One of Eagle Cap's recent wins in this space, the Moderna COVID vaccine, the result of a $25 million DARPA grant to the company for developing RNA vaccine technology. The biggest critics of the government are, oddly, some of its biggest beneficiaries –

00:00 - 00:00 Host

tech billionaires are often the first to shitpost America, even as they continue to harvest wealth from the investments taxpayers make via the U.S. government.

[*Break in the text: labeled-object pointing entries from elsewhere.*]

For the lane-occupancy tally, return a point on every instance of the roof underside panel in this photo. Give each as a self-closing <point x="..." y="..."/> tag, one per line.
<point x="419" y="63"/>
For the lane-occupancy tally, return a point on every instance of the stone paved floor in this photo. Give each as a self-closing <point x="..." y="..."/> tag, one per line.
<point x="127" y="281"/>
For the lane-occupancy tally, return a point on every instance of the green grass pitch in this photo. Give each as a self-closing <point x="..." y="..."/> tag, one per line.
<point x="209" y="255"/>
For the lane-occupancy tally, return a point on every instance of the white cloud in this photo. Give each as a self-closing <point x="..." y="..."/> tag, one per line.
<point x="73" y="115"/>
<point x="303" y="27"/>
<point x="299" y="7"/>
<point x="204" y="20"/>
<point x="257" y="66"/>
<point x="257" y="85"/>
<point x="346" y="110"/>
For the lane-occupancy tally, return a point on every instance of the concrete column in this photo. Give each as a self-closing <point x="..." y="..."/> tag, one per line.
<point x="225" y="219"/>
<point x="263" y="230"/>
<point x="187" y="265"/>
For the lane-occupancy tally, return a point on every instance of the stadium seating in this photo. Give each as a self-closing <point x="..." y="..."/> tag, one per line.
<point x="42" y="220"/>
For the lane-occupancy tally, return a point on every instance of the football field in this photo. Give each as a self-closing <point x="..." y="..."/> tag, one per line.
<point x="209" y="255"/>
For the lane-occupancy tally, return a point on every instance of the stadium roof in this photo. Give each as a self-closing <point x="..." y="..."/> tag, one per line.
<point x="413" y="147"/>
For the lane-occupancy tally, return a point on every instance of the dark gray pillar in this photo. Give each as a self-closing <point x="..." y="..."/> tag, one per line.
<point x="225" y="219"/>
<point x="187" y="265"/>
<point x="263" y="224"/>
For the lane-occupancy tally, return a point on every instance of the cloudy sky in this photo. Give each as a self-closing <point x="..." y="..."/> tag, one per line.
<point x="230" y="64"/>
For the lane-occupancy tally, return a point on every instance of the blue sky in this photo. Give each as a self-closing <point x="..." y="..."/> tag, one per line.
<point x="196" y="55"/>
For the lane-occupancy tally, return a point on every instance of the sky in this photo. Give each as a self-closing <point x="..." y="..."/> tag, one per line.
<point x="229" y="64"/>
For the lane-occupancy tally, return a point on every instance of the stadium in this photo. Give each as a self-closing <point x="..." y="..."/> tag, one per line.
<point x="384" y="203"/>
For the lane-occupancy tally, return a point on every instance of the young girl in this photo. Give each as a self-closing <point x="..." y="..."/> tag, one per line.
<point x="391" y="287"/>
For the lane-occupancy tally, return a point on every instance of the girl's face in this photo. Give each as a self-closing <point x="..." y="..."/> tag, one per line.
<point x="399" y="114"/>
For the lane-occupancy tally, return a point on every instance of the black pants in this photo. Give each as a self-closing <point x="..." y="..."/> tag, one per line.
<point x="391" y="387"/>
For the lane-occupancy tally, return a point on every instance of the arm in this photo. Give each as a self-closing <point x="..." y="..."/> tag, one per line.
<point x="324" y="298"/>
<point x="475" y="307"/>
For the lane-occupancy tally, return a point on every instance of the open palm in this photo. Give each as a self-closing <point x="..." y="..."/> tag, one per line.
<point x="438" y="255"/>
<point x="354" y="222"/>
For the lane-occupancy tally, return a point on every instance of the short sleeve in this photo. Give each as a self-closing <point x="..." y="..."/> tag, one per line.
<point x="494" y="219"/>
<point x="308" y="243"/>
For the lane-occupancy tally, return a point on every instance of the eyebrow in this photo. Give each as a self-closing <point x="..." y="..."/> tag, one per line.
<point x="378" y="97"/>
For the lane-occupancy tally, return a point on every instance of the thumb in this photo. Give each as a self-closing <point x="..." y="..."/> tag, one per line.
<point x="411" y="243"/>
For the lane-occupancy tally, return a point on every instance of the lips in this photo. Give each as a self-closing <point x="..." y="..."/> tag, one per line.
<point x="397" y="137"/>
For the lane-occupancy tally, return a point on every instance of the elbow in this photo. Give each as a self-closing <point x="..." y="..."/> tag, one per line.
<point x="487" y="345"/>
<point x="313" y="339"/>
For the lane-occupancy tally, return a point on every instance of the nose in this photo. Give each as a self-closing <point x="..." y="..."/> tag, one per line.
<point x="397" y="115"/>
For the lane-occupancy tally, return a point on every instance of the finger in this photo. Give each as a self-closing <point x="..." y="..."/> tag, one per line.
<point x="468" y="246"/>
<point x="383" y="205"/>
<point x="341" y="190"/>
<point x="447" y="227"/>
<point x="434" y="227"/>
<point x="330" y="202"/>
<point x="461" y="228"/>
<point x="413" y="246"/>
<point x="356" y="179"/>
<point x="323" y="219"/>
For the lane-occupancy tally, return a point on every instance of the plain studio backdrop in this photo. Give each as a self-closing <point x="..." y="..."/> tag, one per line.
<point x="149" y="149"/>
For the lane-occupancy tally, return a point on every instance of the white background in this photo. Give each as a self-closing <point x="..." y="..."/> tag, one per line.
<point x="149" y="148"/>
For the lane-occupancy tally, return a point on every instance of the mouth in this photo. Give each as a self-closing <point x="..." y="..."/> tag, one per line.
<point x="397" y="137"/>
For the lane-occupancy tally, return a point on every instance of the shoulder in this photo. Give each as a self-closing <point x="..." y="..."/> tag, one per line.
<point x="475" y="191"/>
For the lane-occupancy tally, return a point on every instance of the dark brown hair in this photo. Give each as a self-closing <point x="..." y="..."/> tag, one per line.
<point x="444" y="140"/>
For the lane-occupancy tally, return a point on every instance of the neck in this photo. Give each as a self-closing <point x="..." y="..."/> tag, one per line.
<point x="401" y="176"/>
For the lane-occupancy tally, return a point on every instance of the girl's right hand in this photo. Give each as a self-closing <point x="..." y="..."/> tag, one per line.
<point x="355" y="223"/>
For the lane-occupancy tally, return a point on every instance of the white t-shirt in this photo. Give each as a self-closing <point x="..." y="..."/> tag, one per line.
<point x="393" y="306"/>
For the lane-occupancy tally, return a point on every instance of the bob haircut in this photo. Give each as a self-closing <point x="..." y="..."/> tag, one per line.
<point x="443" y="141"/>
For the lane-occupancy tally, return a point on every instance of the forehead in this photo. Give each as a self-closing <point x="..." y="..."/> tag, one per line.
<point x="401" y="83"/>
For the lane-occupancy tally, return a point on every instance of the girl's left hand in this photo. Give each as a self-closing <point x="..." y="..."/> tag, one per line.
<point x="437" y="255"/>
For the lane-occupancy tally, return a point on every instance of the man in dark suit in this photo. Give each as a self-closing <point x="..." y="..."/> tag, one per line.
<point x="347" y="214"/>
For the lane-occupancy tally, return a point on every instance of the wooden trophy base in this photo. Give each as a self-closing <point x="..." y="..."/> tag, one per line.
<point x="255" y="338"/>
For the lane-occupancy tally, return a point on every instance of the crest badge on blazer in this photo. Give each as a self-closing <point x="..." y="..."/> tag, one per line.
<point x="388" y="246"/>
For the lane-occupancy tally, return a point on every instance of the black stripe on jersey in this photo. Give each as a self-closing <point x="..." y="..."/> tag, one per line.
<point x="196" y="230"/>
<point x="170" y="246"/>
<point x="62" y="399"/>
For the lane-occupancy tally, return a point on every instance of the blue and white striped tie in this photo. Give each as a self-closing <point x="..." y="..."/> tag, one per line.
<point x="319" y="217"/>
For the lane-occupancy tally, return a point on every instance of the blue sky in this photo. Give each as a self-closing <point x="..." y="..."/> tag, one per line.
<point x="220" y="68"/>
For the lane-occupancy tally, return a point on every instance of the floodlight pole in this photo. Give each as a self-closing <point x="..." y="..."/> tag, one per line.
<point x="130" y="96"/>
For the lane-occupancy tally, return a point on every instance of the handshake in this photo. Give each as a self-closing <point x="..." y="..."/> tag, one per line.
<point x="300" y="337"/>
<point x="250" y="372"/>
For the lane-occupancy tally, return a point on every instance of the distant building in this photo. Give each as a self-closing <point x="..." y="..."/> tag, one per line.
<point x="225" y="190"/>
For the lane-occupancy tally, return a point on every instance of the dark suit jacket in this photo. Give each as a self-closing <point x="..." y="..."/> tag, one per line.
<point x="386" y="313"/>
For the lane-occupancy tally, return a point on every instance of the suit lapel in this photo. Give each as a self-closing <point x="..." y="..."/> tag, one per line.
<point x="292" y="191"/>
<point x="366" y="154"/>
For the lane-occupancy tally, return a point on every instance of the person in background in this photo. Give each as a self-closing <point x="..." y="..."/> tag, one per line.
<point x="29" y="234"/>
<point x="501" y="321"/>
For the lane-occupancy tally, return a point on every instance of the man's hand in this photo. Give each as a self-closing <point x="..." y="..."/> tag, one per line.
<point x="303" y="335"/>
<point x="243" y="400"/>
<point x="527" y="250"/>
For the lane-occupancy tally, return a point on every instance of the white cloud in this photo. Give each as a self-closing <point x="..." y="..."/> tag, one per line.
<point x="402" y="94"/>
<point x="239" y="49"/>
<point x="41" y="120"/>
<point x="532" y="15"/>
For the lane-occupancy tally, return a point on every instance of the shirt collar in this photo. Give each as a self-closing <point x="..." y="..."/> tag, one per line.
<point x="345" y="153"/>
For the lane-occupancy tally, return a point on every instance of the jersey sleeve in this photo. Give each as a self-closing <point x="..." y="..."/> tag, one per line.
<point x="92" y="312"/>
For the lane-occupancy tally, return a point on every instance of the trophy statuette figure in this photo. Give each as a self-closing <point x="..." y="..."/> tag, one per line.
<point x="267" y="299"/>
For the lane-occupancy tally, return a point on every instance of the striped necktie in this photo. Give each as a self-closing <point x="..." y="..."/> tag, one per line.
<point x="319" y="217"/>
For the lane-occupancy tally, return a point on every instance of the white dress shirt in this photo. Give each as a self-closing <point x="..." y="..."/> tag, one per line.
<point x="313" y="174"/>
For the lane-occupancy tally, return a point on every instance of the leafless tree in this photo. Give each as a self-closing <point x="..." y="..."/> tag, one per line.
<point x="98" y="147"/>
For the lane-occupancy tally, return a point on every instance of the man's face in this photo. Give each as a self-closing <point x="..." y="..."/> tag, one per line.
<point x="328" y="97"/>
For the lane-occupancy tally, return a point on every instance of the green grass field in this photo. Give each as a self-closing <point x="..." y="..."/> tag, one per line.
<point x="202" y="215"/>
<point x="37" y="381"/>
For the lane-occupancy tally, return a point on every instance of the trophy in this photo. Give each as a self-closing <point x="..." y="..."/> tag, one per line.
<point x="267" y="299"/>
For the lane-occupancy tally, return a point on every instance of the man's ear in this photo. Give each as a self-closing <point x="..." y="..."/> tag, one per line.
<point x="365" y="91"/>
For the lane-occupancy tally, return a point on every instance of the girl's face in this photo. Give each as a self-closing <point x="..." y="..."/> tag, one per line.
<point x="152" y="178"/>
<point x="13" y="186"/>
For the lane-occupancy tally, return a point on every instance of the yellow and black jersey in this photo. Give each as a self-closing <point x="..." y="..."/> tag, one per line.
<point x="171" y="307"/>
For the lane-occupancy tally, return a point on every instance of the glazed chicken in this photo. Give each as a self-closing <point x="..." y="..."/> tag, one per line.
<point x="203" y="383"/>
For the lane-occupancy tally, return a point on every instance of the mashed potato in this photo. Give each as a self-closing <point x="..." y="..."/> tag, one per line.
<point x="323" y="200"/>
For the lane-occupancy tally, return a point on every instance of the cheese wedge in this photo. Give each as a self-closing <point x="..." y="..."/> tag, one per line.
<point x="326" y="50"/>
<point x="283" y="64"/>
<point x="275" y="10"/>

In fact, the biggest bitcher may be the biggest financial beneficiary.

00:00 - 00:00 Host

Elon Musk says we should get rid of all government subsidies that, quote, the government is the biggest corporation with a monopoly on violence, unquote, and last week mocked Washington for hiring more employees at the IRS. Let's be clear. Elon didn't build an EV company in South Africa or start a rocket company in Canada.

00:00 - 00:00 Host

He built Tesla and SpaceX in the United States, and both continue to be heavily dependent on U.S. government support. There would be no SpaceX without NASA, its largest customer. Tesla built its Fremont factory with a $465 million DOE loan in 2010, and its first 200,000 cars benefited from tax credit subsidies of up to $7,500.